The proposal does include new provisions to provide some flexibility in addressing off-property releases.  A volunteer can attempt to make a demonstration to Ohio EPA that it "used best efforts" to address the release, but something made it impossible or impractical.  Examples:

If a neighboring property owner uses a drinking water well and refuses access to his property to address the contamination, this may be grounds for an exemption from Ohio EPA.

 

 

A release from the property contaminates sediment in adjacent river that exceeds applicable standards.  The volunteer would need to address the sediment unless it can demonstrate it is contaminated from multiple sources.

 

 

However, it is important to note, if an exemption to address a off-property pathway is granted, the CNS (legal release) will not extend to that pathway (i.e. the volunteer could be required to clean it up in the future if circumstances change).

When a Property Must Meet VAP Standards

The proposed rule changes intend to clarify that a volunteer only has to construct the remedy prior to issuance of the CNS, so long as he/she demonstrates the property will meet VAP standards within five years (or some other time agreed to by Ohio EPA).  This allows flexibility where remedy involves ongoing treatment. 

Post CNS Changes to Remedy

The proposal also establishes a process for modification of a remedy post-CNS.  

  • For example, if institutional controls (ex: fence or protective barrier) is used to demonstrate the property meets standards, the Volunteer can remove those controls without the property losing its CNS status during implementation of the new remedy.

Sufficient Evidence- VAP Eligibility Post-Enforcement

A volunteer is eligible for the VAP until it receives notice of enforcement from Ohio EPA.  If a volunteer had initiated a VAP cleanup prior to receiving notice of enforcement, the volunteer can continue if it makes a so-called "sufficient evidence demonstration."  
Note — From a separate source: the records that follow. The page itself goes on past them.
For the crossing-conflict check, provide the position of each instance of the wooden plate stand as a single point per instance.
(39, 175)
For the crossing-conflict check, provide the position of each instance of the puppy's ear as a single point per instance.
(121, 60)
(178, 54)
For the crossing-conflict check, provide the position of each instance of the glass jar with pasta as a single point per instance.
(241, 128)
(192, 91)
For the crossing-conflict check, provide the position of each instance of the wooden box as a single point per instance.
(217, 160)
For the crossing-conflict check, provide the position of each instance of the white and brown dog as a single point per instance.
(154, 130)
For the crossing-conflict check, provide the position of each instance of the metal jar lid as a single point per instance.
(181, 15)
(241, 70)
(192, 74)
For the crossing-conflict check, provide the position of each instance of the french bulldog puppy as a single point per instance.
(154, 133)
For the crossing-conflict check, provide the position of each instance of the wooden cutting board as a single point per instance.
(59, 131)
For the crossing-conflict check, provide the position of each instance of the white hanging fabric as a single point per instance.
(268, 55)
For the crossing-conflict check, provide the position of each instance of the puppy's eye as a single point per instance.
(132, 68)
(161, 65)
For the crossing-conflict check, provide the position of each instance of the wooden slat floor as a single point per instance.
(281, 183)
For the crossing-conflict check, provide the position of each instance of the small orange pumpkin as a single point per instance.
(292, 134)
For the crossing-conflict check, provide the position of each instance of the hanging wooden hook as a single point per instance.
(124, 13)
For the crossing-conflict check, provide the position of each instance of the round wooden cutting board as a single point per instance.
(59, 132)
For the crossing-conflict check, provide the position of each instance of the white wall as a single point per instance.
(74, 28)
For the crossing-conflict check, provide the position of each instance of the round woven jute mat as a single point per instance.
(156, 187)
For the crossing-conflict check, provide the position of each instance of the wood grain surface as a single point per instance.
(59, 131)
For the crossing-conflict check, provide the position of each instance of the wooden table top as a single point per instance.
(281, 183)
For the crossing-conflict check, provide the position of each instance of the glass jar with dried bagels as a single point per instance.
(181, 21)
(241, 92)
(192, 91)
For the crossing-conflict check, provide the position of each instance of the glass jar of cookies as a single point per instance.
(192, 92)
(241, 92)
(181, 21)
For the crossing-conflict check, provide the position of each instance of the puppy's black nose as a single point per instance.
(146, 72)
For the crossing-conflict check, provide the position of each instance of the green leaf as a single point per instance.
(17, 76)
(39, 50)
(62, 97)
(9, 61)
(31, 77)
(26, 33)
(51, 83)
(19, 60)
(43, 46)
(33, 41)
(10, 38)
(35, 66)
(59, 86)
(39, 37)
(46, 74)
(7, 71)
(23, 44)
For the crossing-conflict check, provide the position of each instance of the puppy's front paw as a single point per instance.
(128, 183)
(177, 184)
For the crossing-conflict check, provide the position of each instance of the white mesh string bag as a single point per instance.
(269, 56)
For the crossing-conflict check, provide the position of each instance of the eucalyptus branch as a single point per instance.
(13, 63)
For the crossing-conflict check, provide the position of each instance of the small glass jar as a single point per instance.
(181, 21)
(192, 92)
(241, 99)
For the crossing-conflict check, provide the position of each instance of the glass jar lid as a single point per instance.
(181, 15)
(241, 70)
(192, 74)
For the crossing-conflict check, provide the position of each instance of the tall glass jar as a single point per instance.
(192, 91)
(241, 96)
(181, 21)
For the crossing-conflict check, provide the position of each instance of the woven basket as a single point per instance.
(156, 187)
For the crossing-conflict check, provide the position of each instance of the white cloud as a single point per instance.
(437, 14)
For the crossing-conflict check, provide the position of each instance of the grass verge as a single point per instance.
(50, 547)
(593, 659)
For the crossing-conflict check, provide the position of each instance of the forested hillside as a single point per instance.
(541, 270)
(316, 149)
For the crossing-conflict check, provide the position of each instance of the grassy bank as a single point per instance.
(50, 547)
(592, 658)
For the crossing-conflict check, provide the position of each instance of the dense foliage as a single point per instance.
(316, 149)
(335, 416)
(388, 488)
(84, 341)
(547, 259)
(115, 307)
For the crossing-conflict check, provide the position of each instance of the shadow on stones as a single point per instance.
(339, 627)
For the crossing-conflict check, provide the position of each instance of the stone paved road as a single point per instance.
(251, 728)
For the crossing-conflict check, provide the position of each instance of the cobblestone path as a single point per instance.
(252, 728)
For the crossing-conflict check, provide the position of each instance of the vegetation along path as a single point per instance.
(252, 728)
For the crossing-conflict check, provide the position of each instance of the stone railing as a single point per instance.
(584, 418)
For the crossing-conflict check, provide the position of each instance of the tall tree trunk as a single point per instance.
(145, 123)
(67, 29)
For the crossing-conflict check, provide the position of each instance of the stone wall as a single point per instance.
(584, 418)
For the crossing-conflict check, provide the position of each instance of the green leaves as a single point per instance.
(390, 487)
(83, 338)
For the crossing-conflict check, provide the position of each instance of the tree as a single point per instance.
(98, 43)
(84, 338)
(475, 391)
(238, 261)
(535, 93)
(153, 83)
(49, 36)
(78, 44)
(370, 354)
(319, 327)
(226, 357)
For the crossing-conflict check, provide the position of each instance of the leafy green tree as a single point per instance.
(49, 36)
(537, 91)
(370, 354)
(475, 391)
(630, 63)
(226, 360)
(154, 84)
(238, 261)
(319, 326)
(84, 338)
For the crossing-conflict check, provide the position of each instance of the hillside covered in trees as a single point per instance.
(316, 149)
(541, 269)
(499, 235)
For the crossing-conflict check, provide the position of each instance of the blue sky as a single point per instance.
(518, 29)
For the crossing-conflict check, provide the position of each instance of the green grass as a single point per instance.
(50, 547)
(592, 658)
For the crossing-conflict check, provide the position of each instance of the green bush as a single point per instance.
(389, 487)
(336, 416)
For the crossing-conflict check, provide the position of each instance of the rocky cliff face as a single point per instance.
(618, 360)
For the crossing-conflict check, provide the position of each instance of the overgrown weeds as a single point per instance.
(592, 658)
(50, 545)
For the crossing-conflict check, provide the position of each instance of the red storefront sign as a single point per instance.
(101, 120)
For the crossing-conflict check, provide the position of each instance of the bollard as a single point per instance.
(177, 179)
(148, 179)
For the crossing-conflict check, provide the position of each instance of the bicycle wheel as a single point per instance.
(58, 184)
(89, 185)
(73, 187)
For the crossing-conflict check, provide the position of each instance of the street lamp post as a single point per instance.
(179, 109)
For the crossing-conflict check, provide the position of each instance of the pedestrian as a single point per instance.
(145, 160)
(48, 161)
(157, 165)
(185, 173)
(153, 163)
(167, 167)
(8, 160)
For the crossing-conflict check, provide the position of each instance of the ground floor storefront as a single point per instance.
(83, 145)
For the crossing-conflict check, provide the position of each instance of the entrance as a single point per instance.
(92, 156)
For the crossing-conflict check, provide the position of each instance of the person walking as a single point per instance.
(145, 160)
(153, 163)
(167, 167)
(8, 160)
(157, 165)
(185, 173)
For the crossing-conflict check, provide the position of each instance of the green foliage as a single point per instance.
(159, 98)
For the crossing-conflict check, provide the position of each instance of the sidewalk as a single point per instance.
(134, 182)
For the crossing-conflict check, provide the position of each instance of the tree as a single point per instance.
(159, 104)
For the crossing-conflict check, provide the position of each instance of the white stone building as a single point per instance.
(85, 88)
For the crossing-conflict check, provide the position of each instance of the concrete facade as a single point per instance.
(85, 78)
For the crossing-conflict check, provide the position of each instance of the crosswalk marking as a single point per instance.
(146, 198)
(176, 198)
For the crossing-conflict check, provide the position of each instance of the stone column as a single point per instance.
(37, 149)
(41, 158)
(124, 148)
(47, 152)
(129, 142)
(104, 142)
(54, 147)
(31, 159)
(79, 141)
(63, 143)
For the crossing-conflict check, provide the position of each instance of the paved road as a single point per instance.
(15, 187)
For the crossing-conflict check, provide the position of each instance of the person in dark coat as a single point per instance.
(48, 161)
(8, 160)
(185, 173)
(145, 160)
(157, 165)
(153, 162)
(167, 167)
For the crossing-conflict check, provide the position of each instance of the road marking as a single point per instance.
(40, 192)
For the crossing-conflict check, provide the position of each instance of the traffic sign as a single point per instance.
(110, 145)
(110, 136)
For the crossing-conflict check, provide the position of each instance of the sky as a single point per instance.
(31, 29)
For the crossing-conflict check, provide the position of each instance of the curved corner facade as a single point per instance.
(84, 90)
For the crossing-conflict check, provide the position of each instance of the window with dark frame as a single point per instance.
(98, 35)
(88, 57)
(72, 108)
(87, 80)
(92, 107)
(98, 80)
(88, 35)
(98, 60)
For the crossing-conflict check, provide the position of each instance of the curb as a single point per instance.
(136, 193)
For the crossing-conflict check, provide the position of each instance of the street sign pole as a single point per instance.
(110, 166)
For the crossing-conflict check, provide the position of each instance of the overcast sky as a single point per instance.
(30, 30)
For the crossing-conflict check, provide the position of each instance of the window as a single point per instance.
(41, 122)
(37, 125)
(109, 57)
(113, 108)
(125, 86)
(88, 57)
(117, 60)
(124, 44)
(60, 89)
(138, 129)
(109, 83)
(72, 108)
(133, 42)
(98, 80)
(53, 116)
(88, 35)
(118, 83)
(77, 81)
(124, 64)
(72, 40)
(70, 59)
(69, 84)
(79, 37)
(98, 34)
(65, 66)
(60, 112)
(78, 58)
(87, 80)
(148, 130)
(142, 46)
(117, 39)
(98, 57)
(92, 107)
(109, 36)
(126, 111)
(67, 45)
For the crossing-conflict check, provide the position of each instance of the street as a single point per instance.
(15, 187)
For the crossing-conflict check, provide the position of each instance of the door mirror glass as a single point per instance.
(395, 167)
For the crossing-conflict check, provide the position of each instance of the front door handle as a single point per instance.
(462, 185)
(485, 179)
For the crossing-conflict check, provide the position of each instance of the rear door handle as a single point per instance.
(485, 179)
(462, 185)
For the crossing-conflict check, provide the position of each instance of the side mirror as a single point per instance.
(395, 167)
The proposed rule changes clarify what must be demonstrated and how quickly the cleanup must be completed in order to avoid enforcement.  Under the rules, the volunteer must demonstrate initially that they

  • Completed a Phase I assessment;
  • Retained a VAP certified professional;
  • Developed a schedule of activities for completing the VAP

If the volunteer is deemed to have satisfied sufficient evidence, it must adhere to the schedule and complete the VAP cleanup within three years under the proposed changes.

Schedule

Ohio EPA indicated the final rules would be filed with JCARR on April 15th.  JCARR jurisdiction would end on June 16th, with the final effective date being no sooner than July 1st.  

However, this assumes that significant objections are not raised during the JCARR process.  If such objections are made, the Agency could be forced to pull the rules resulting in delays.